Making data useful and ubiquitous
Datawarehouses have evolved over the years. With Hadoop reaching a level of maturity and Spark as a powerful engine to power various workloads, we are now at a point to truly democratize consumption of data to power insights.
Savvy data driven companies, combine the power of automated data analysis with human insights. In order to get everyone in an organization to leverage the data, data at the lowest grain has to be accessible for analysis.
Analysts and data scientists use their favorite tools like Tableau, Qlik, R to slice and dice the data, find patterns through machine learning or simply run daily reports and present it in dashboards. Executives need summarized data, but to get to the summary, one has to start at the detail.

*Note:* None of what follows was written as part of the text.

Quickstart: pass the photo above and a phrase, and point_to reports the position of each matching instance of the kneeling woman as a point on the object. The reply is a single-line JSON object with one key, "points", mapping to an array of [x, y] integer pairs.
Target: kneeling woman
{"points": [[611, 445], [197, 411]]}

With the volume of data exploding, traditional methods such as building summary tables and cubes no longer work. They are inefficient, do not handle the needs of a variety of workloads and are expensive and error prone.
Moreover the consumption of data even after building summary tables and cubes is a huge issue. As data gets larger, slicing a small subset of data for analysis takes time. Queries run slow. A user on Tableau cannot be expected to wait a minute before each query comes back.

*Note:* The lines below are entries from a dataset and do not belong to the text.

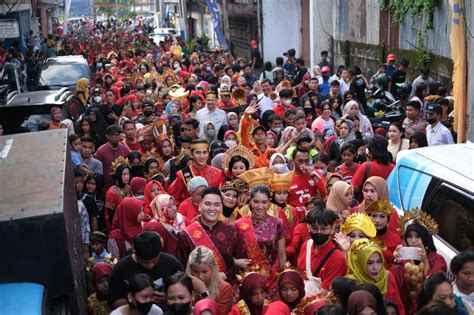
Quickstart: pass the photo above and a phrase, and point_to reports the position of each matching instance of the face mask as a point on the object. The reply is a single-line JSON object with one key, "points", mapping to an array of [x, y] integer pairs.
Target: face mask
{"points": [[230, 143], [179, 308], [143, 308], [147, 113], [319, 238], [279, 168], [431, 120]]}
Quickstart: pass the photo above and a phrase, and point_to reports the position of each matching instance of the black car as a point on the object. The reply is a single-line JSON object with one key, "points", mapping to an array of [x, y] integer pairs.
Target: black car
{"points": [[62, 71]]}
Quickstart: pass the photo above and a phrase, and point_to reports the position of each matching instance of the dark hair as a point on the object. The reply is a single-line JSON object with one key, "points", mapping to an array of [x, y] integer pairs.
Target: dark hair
{"points": [[350, 147], [73, 137], [321, 217], [414, 104], [429, 287], [299, 149], [139, 282], [211, 191], [332, 309], [128, 122], [263, 189], [342, 288], [436, 308], [192, 122], [87, 139], [458, 262], [238, 158], [375, 292], [147, 245], [181, 278]]}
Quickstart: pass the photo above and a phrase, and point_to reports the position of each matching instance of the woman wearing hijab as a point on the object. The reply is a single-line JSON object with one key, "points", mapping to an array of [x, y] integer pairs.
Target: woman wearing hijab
{"points": [[117, 192], [366, 265], [253, 296], [340, 198], [411, 274], [352, 109], [375, 189], [97, 302], [125, 226], [164, 210]]}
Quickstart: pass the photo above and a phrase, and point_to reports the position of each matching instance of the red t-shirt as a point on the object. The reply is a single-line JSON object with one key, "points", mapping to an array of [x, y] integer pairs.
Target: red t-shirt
{"points": [[376, 169], [302, 189]]}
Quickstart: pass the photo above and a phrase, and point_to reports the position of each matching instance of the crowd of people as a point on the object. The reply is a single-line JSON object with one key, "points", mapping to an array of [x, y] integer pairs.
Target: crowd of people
{"points": [[209, 185]]}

Thus Acceleration becomes the first immediate need. In-memory and columnar technologies have been a good first step but it is still not enough.
Secondly the platform has to adapt to various workloads. Some queries may ask for all data over a time period( reporting), some explore the data ( drill downs on Geo or other hierarchies, drill through, rollups and summarizations on various attributes) and some need iterative access to various slices of data ( get all transactions between two dates for a specific category of products run a model and repeat on other categories ).
The platform has to digest the patterns from various workloads and apply “self-learning” to create the necessary optimizations to organize the data based on demand. The response to a query should be based on location of data, type of request, cardinality, aggregation, types of filters and many such factors.
A typical data lake contains the lowest grain data, probably organized as a star schema as a starting point for analytics. However users consuming the data need various slices and roll ups at different points in time. Finance users may need monthly or quarterly rollups of some dimensions. Sales analysis requires daily or weekly analysis on other dimensions. Data scientists need access to the lowest grain analysis. Most companies resort to manually building summary tables and static extracts to solve these problems. However these cannot “adapt” to new business needs fast and are expensive. The platform should be able to amplify the lowest grain data, without manual duplication and summarization, in an “Automated” way to derive snapshots of the aggregated data, responding or adapting to queries( by learning through the above adaptive layer).
This is the future of a modern analytics platform and is what we are working on at Sparkline Data through our SNAP platform.